Dua tangannya lumpuh. Tidak bisa diharapkan untuk melakukan aktivitas lebih selain menggunakan kedua tangannya untuk pekerjaan yang ringan semisal tekan tombol ‘oke’ ketika menjawab panggilan telephone. “Tapi saya bersyukur kepada Tuhan, bahwa kedua kaki saya normal dan mata saya terang benderang” demikian pengakuan Valentina Saima yang sudah sejak lahir mengalami cacat pada kedua tangannya.
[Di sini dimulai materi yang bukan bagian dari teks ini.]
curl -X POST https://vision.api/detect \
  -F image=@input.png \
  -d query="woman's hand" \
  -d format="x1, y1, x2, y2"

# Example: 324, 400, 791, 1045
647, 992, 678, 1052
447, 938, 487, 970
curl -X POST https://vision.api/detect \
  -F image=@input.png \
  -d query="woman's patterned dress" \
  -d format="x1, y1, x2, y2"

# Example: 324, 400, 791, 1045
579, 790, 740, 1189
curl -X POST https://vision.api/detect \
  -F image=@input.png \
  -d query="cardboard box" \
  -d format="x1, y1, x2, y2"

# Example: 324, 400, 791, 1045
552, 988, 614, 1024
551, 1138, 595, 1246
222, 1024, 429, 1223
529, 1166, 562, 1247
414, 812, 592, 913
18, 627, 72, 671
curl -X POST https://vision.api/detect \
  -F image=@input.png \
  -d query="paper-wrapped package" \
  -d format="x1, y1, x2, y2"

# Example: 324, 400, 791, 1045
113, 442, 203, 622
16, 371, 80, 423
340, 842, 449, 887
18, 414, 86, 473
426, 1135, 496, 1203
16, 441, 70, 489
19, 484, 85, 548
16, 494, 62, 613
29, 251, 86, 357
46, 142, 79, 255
Dilahirkan di Lengko Ajang, Lontong Meni Manggarai Timur Flores Nusa Tenggara Timur (NTT) pada 25 Maret 1975, Valen, demikian ia bisa dipanggil dikenal sebagai anak yang minder, malu dan bahkan rendah diri. “Mengapa tidak, saya cacat, saya juga tidak sekolah. Saya mengenal bangku sekolah hanya dua hari, setelah itu mama menyuruh saya berhenti sekolah, karena saya tidak bisa berbuat apa-apa, saya tidak bisa baca dan tulis, apalagi bahasa Indonesia”. Akunya lagi.
Namun, segalanya berubah pada Oktober 1991, ketika itu usianya menginjak lima belas tahun. Atas bantuan Ferdinandus Jaleng, pemuda asal Waerana Manggarai Timur Flores-NTT, Valen diboyong ke Rumah Sakit Damian Cancar, sebuah rumah sakit yang dikhususkan bagi orang-orang kusta dan cacat. Dan selanjutnya atas bantuan Suster Virgula SSPs, sebulan kemudian Valen dikirim ke Surabaya untuk menjalani operasi penguatan kedua tangannya.
Tidak hanya itu, dalam proses penyembuhan yang panjang, sekembalinya dari Surabaya, Valen mengikuti pendidikan luar kelas yang keseharian belajar layaknya anak sekolah dasar dengan jenis mata pelajaran yang sama, dari matematika sampai bahasa, dari pendidikan kesahatan sampai mata pelajaran agama. “Dua tahun setengah saya belajar membaca dan menulis, sampai saya bisa membaca dan bisa menulis. Walaupun saya menulis dengan kaki” jelasnya dengan penuh semangat.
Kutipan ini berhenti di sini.